The report highlights major obstacles to inclusion, including a lack of mobile phones (64.1%) and national identity cards (51.5%). Turkana, West Pokot, and Narok counties are among the most excluded, while Kiambu, Nairobi, and Kirinyaga lead in financial inclusion.
Formal financial access rose to 84.8% in 2024, up from 83.7% in 2021, driven by advancements in digital technology that have nearly closed the gender gap in access. However, while the use of mobile money and digital platforms remains high, the survey notes a moderation in growth for services like Fuliza and mobile banking.
- Daily Mobile Money Usage: Increased to 52.6%, more than doubling from 23.6% in 2021.
- Credit Uptake: Grew to 64%, though savings declined to 68.1%, the lowest since 2009.
- Hustler Fund Borrowing: Recorded high uptake, particularly in urban areas.
Challenges and Risks
Debt distress remains a significant concern, with 16.6% of borrowers defaulting on loans entirely, up from 10.7% in 2021. System downtime, unethical practices, and hidden charges also plague users of digital apps and MFIs, with 9.8% of mobile money users reporting financial losses.
Financial Health and Literacy
- Only 18.3% of Kenyans are financially healthy, showing minimal improvement from 2021 (17.1%).
- Green investments, such as solar equipment and tree planting, were reported by 34% of respondents.
- Financial literacy stands at 42.1%, with respondents correctly answering questions on inflation, interest rates, and risk diversification.

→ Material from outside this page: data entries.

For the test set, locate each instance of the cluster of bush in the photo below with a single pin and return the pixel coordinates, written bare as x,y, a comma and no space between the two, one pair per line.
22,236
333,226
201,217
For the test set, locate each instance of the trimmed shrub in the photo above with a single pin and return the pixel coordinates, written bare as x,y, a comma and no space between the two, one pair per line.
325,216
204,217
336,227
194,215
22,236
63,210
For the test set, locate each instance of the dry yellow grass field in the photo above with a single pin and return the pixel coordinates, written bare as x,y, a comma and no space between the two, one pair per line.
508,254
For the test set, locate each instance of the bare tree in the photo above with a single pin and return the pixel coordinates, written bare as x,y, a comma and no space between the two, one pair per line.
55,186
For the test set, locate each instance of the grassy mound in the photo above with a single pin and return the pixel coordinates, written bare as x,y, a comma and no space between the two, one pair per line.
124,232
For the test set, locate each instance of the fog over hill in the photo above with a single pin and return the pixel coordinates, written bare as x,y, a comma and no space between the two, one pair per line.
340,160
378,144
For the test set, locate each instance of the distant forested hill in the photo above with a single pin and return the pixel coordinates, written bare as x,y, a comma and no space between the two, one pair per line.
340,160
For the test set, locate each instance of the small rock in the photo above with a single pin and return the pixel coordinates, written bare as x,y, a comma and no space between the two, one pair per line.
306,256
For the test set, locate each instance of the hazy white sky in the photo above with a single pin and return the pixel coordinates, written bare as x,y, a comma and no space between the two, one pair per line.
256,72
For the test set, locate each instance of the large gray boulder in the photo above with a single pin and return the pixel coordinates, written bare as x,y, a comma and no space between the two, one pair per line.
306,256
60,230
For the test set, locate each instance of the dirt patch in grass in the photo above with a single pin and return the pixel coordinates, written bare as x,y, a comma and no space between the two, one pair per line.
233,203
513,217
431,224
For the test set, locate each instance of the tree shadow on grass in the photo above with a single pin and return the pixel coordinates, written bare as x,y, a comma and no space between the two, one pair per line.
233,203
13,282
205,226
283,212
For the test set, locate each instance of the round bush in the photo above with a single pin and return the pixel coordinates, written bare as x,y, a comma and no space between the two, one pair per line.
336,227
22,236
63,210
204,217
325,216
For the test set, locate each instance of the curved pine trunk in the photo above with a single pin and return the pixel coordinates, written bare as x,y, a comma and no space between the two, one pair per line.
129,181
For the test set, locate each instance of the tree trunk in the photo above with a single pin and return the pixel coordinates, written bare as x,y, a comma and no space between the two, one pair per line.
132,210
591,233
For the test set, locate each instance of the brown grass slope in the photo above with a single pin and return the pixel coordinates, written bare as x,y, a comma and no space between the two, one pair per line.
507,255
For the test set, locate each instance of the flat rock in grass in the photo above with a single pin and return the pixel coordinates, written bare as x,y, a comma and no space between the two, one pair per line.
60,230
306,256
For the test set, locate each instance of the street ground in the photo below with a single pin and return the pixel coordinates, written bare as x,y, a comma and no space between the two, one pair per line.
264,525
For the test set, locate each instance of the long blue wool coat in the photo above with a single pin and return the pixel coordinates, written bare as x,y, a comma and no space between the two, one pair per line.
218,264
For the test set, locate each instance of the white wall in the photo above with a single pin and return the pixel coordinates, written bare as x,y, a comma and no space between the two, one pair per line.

Persons with Disabilities (PWDs)
Financial inclusion for PWDs is below the national average, at 77.9%, with only 7% deemed financially healthy.
The survey underscores the need for targeted interventions to address rural youth exclusion, rising debt stress, and persistent county-level disparities. Innovations in digital finance and traditional financial services can help bridge gaps, but consumer protection and financial health must remain priorities.
“The narrowing gender gap is encouraging, but the disparities among counties and the rising debt default rate call for urgent action. A focus on financial literacy and consumer safeguards will be critical in the years ahead,” the report concludes.